If you're satisfied with the validation results, you can apply the classifier and your KB data in the classification of unknown conditions. This is done in the Diagnostics tab (Figure 11). This tool performs a spectral cluster profile classification of unknown samples using Jaccard index comparisons between all the conditions in the KB and the unknown sample. To run the diagnostics, chose a KB, chose a directory with MS files from the unknown condition, set QC parameters, and click on the "GO" button. When all computations are done, the Jaccard indexes between the unknown sample and all conditions will be shown in the table.

PCA plot

Figure 12 PCA plot of biological samples tool.

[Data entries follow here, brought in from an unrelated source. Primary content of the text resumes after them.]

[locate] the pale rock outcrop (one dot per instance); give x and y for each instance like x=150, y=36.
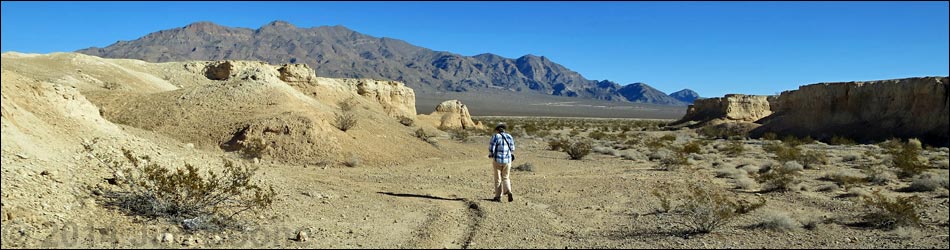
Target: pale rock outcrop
x=451, y=114
x=296, y=73
x=732, y=107
x=865, y=111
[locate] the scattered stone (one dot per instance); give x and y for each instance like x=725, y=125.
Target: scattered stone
x=302, y=236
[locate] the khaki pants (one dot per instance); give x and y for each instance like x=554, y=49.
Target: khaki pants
x=502, y=182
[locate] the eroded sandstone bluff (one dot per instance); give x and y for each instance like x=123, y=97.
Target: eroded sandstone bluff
x=868, y=111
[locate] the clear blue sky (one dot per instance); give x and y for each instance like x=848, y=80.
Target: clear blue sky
x=714, y=48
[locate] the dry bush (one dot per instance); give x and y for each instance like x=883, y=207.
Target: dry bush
x=905, y=160
x=597, y=135
x=783, y=152
x=777, y=221
x=674, y=161
x=578, y=149
x=703, y=206
x=780, y=178
x=199, y=201
x=526, y=167
x=810, y=159
x=846, y=179
x=558, y=144
x=890, y=213
x=840, y=140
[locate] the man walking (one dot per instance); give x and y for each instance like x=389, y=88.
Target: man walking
x=502, y=149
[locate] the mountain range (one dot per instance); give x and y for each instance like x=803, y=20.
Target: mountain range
x=336, y=51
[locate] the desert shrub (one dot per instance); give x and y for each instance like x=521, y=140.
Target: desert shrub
x=840, y=140
x=777, y=221
x=253, y=147
x=526, y=167
x=668, y=137
x=406, y=121
x=184, y=195
x=704, y=208
x=783, y=153
x=344, y=120
x=734, y=148
x=578, y=149
x=887, y=213
x=597, y=135
x=846, y=179
x=812, y=158
x=780, y=178
x=558, y=144
x=674, y=161
x=877, y=175
x=906, y=161
x=927, y=183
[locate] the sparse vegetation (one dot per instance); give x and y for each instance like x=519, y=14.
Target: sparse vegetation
x=184, y=195
x=704, y=208
x=780, y=177
x=578, y=149
x=887, y=213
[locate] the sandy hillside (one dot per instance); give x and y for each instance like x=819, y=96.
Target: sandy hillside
x=377, y=185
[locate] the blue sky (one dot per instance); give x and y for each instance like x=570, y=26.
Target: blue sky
x=714, y=48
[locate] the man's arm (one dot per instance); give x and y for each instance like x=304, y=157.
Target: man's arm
x=491, y=146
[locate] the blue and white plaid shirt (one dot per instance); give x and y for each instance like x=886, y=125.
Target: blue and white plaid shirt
x=501, y=147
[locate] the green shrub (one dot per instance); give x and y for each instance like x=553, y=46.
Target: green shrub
x=906, y=161
x=889, y=213
x=703, y=207
x=840, y=140
x=184, y=195
x=780, y=178
x=578, y=149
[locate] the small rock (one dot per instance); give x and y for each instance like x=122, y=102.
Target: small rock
x=302, y=236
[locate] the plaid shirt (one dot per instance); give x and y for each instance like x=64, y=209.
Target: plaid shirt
x=501, y=147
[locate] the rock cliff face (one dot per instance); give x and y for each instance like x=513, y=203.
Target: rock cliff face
x=865, y=111
x=453, y=114
x=733, y=107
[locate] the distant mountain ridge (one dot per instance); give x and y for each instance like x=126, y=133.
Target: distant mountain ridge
x=336, y=51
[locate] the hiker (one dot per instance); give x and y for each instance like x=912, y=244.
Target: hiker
x=502, y=150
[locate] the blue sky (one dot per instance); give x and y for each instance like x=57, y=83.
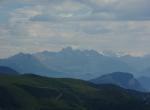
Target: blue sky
x=103, y=25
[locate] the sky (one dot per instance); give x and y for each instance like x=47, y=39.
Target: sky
x=103, y=25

DiagnoProt can generate a PCA plot showing how biological samples are close to one another (Figure 12). To do this, chose a KB, set QC parameters, and click on the "compare biological conditions" button. DiagnoProt will compute Jaccard indexes between all pairs of biological samples, perform a projection on the direction of greatest data variance, and plot each sample in a two-dimensional chart. Each point in the chart represents a biological condition. It is expected that samples from the same condition will appear close to one another in the PCA plot.

Limitations

The spectral library should be generated only with files originating from the mass spectrometry protocol. At this point, we do not recommend clustering spectra from different types of equipment.

References

S. Na and E. Paek, "Quality Assessment of Tandem Mass Spectra Based on Cumulative Intensity Normalization", Journal of Proteome Research, vol. 5, no. 12, pp. 3241-3248, 2006.
Paulo C Carvalho 1, Tao Xu, Xuemei Han, Daniel Cociorva, Valmir C Barbosa, John R Yates 3rd, "YADA: a tool for taking the most out of high-resolution spectra", 2009.
Eng, M. Hoopmann, T. Jahan, J. Egertson, W. Noble and M. MacCoss, "A Deeper Look into Comet—Implementation and Features", Journal of The American Society for Mass Spectrometry, vol. 26, no. 11, pp. 1865-1874, 2015.
P. Carvalho, D. Lima, F. Leprevost, M. Santos, J. Fischer, P. Aquino, J. Moresco, J. Yates and V. Barbosa, "Integrated analysis of shotgun proteomic data with PatternLab for proteomics 4.0", 2016.